The corner-posts are three feet high, the ridge-pole seven feet and six inches above the ground, and the hut may be from five to eight feet square or made oblong, as a matter of choice.

A frame of scantling should be made for this lean-to the same as if a wooden structure were to be built, and it must be nailed together well to stand the strain of the wind blowing hard against it. In general construction the frame should appear like Fig. 19; and to the sticks the edges of the thatched framework of reeds is to be lashed fast with grass, either before or after the thatching is done.

A brush-house or any hut built on or near the ground is not so cool to stay in as one in the trees, but it is, of course, much easier to construct, as the boy builders do not have to move about so carefully when at work, and their materials can be picked up quickly.

Brush huts and houses can be built on the plains where trees are scarce, but in a country rich in woods and forests the boys prefer the tree huts, not only for their cool location, but on account of the romance involved in the climbing up to an inaccessible eyrie.

Chapter XXI
WALKING-STICKS

How to Grow Them for Pleasure and Profit

Here are some suggestions for an entirely new and fascinating out-of-doors occupation.

It has become a habit with me when walking in the woods to keep a sharp lookout for stocks for walking-sticks, so that in the course of many years I have got together quite a unique collection. To these a number have been added through exchanges with friends.

This hobby has borne other fruit than the mere gathering together of curious sticks. For have I not learned the scientific and common names of most of our trees and shrubs, their habits, and their values, their uses in the arts and sciences, their medicinal qualities! So you see, my young reader, what unthinking people would call a useless and eccentric occupation (this gathering of old sticks) has in reality proved to be an innocent and instructive pastime, and I propose to continue to ride this walking-stick hobby just as diligently as I used to ride grandpa’s walking-cane to “Banbury Cross” when a child.

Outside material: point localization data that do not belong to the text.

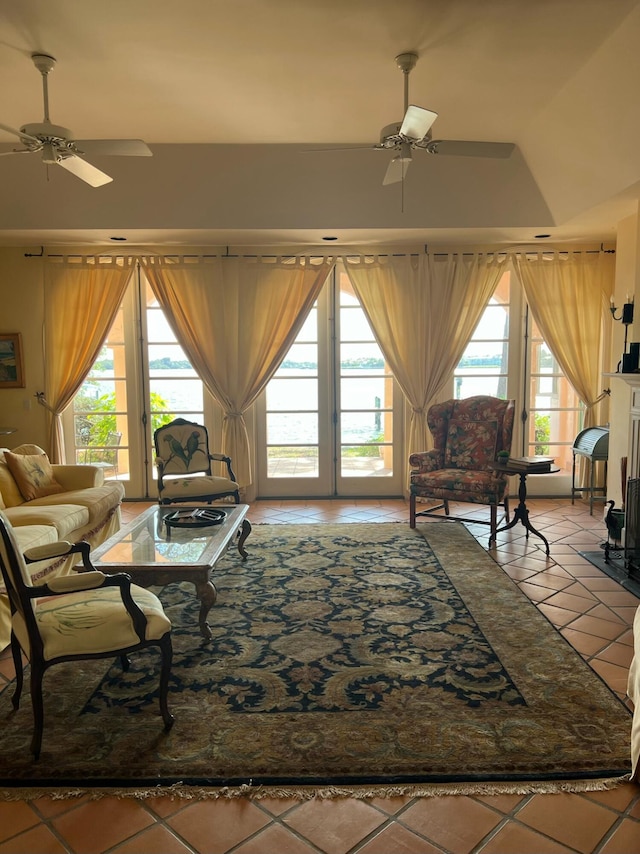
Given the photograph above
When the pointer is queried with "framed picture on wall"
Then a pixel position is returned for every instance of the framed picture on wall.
(11, 368)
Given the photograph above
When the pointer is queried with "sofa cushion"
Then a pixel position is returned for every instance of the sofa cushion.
(33, 474)
(65, 518)
(34, 535)
(471, 444)
(11, 495)
(99, 500)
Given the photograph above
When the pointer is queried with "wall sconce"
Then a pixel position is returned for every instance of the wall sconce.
(629, 360)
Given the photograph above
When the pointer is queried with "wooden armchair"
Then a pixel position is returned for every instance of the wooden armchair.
(467, 435)
(85, 615)
(184, 465)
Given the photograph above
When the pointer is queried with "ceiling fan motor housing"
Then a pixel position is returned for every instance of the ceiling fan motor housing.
(47, 132)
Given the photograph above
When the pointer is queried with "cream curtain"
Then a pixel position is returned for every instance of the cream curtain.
(82, 297)
(423, 310)
(568, 294)
(236, 318)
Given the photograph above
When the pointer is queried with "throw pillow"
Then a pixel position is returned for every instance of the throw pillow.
(33, 474)
(471, 444)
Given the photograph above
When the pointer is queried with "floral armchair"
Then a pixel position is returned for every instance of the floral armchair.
(467, 436)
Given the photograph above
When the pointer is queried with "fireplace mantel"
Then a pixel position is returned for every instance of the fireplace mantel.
(630, 379)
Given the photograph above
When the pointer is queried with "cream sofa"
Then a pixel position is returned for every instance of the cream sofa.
(87, 509)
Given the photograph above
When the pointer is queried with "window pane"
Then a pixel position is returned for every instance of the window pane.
(301, 357)
(292, 462)
(355, 357)
(366, 392)
(354, 325)
(177, 396)
(368, 461)
(293, 428)
(169, 359)
(283, 392)
(363, 427)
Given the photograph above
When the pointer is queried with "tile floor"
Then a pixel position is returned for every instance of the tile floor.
(592, 611)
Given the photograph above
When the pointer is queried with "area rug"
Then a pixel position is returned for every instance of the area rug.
(345, 659)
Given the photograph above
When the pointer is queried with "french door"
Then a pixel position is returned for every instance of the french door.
(329, 421)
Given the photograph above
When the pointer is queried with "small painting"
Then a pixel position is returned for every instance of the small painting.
(11, 370)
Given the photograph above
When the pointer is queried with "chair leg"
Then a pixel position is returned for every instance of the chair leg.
(37, 672)
(412, 511)
(166, 650)
(16, 653)
(494, 522)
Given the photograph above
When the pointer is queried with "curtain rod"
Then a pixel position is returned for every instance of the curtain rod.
(497, 252)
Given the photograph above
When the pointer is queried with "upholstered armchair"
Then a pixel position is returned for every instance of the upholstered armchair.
(467, 435)
(184, 465)
(81, 616)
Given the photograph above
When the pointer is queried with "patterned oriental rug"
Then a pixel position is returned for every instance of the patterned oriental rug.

My first interesting cane capture consisted of a very curiously shaped natural stick as shown in Fig. 1. It was of a young hickory sapling at whose roots grew a bitter-sweet vine, which, being of an ambitious turn of mind, had taken many turns around the sapling in its eagerness to climb up in the world. The sapling in the mean time extended its bark well over the leader of the tough and clinging bitter-sweet till but little of it was to be seen. At last the sapling, feeling unusually vigorous, burst asunder the clinging bitter-sweet vine, the result being a very unique walking-stick, and a good illustration of the “survival of the fittest.”